Definitions

from The American Heritage® Dictionary of the English Language, 5th Edition.

  • transitive verb To state or express positively; affirm.
  • transitive verb To defend or maintain (one's rights, for example).
  • transitive verb To put into action boldly; employ or demonstrate.
  • idiom (assert oneself) To act boldly or forcefully, especially in defending one's rights or stating an opinion.

from The Century Dictionary.

  • To bring (into freedom); set (free).
  • To vindicate, maintain, or defend by words or measures; support the cause or claims of; vindicate a claim or title to: now used only of immaterial objects or reflexively: as, to assert our rights and liberties; he asserted himself boldly.
  • To state as true; affirm; asseverate; aver; declare.
  • Syn. 2. Assert, Defend, Maintain, Vindicate, Assert supports a cause or claim aggressively: its meaning is well brought out in the expression, assert yourself; that is, make your influence felt. To defend is primarily to drive back assaults. To maintain is to hold up to the full amount, defending from diminution: as, to maintain the ancient customs, liberties, rights. To vindicate is to rescue, as from diminution, dishonor, or censure: as, to “vindicate the ways of God to man,”
  • Assert, Affirm, Declare, Aver, Asseverate (see declare), allege, protest, avow, lay down. (See protest.) Assert seems to expect doubt or contradiction of what one says. Affirm strengthens a statement by resting it upon one's reputation for knowledge or veracity: as, “she constantly affirmed that it was even so,” Acts xii. 15. Declare makes public, clear, or emphatic, especially against contradiction. Aver is positive and peremptory. Asseverate is positive and solemn.

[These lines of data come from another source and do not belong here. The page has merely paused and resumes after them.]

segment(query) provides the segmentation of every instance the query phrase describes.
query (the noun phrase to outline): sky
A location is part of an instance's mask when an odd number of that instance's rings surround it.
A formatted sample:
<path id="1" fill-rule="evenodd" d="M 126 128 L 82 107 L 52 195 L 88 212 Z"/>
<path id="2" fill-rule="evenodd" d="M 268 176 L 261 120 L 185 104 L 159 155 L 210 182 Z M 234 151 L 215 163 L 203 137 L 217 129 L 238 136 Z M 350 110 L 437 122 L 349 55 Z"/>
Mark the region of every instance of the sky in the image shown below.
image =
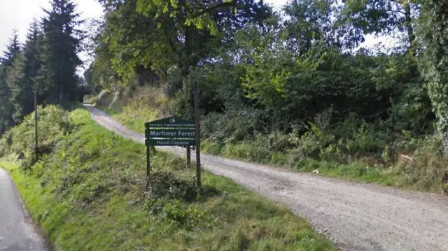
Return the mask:
<path id="1" fill-rule="evenodd" d="M 78 6 L 82 20 L 98 18 L 102 14 L 102 8 L 97 0 L 74 0 Z M 265 0 L 265 3 L 278 8 L 288 0 Z M 13 34 L 13 30 L 18 32 L 19 39 L 23 43 L 29 24 L 34 18 L 40 19 L 43 15 L 43 8 L 50 8 L 50 0 L 0 0 L 0 52 L 5 50 L 6 45 Z M 370 47 L 384 38 L 375 39 L 368 37 L 365 45 Z M 82 59 L 85 56 L 80 55 Z"/>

from the GNU version of the Collaborative International Dictionary of English.

  • transitive verb To affirm; to declare with assurance, or plainly and strongly; to state positively; to aver; to asseverate.
  • transitive verb Obs. or Archaic To maintain; to defend.
  • transitive verb To maintain or defend, as a cause or a claim, by words or measures; to vindicate a claim or title to.
  • transitive verb to claim or vindicate one's rights or position; to demand recognition.

from Wiktionary, Creative Commons Attribution/Share-Alike License.

  • noun computer science an assert statement; a section of source code which tests whether an expected condition is true.
  • verb To declare with assurance or plainly and strongly; to state positively.
  • verb To use or exercise and thereby prove the existence of.
  • verb To maintain or defend, as a cause or a claim, by words or measures; to vindicate a claim or title to; as, to assert our rights and liberties.
  • verb computer science to make true; to make equal to 1.

from WordNet 3.0 Copyright 2006 by Princeton University. All rights reserved.

  • verb assert to be true
  • verb state categorically
  • verb to declare or affirm solemnly and formally as true
  • verb insist on having one's opinions and rights recognized

Etymologies

from The American Heritage® Dictionary of the English Language, 4th Edition

[Latin asserere, assert- : ad-, ad- + serere, to join; see ser- in Indo-European roots.]

from Wiktionary, Creative Commons Attribution/Share-Alike License

From Latin assertus, perfect passive participle of asserō ("declare someone free or a slave by laying hands upon him; hence free from, protect, defend; lay claim to, assert, declare"), from ad ("to") + serō ("join, range in a row").